Наконец он отпустил индийца и лег в постель. Голова его горела, а быстрое биение сердца мешало заснуть. Эпагатос и Адвент последовали по знаку индийца за ним, в боковую комнату, потушив лампу. Каракалла остался один в темноте. В ожидании сна он вытянулся, но ему не хотелось спать, как днем.
Он принужден был думать о случившемся. Даже его врач, думал он, не может отрицать, что это было его обязанностью, как человека и императора, подвергнуть строжайшему наказанию этот город, заставить его почувствовать его карающую руку; однако же он начинал чувствовать преступность того, что произошло. Он желал бы поговорить обо всем этом с кем-нибудь другим. Но Филострат, единственный человек, который понимал его, был далеко: он послал его к матери. И для какой цели? Чтобы сообщать ей, что он нашел себе супругу по сердцу и чтобы расположить сердце матери к его избраннице.

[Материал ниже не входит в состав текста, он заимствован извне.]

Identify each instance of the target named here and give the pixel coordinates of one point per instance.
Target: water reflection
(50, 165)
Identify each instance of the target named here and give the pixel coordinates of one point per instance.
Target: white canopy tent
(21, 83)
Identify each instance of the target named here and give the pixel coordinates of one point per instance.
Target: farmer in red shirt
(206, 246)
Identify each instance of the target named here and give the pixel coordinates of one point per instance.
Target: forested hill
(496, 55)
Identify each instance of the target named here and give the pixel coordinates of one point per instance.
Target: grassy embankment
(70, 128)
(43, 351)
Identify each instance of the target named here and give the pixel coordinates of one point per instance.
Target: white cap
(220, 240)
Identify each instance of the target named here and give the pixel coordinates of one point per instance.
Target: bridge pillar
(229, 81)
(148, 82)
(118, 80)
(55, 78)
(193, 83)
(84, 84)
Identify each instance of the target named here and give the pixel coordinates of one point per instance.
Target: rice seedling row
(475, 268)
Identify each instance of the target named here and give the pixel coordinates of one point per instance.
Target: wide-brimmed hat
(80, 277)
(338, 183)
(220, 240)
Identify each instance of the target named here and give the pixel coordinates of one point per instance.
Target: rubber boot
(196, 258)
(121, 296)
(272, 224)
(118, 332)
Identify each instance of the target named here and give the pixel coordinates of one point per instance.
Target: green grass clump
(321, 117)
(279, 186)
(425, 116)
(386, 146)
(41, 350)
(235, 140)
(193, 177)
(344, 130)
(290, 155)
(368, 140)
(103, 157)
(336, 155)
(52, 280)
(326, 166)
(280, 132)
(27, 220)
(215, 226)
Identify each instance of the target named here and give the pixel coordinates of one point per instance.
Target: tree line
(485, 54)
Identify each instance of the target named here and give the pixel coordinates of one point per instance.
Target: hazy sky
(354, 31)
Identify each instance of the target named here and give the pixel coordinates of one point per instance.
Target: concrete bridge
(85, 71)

При этой мысли кровь закипала в нем от стыда и злости. Его избранница нарушила верность к нему еще до свадьбы. Она убежала от его объятий навсегда; он теперь знал, что ее постигла смерть.
Он охотно послал бы какую-нибудь галеру вслед за Филостратом, чтобы вернуть его в Александрию, но корабль, на котором отплыл философ, принадлежал к числу самых быстроходных судов императорского флота, и так как он притом далеко был впереди, то его едва ли можно догнать.
Итак, философ через несколько дней должен встретиться с матерью, и он лучше, чем кто-нибудь, сумеет изобразить красоту и достоинства Мелиссы блестящими красками. В этом не было никакого сомнения.
Но гордая Юлия будет едва ли расположена принять дочь резчика в качестве своей дочери, мало того, она вообще не желала, чтобы он женился во второй раз.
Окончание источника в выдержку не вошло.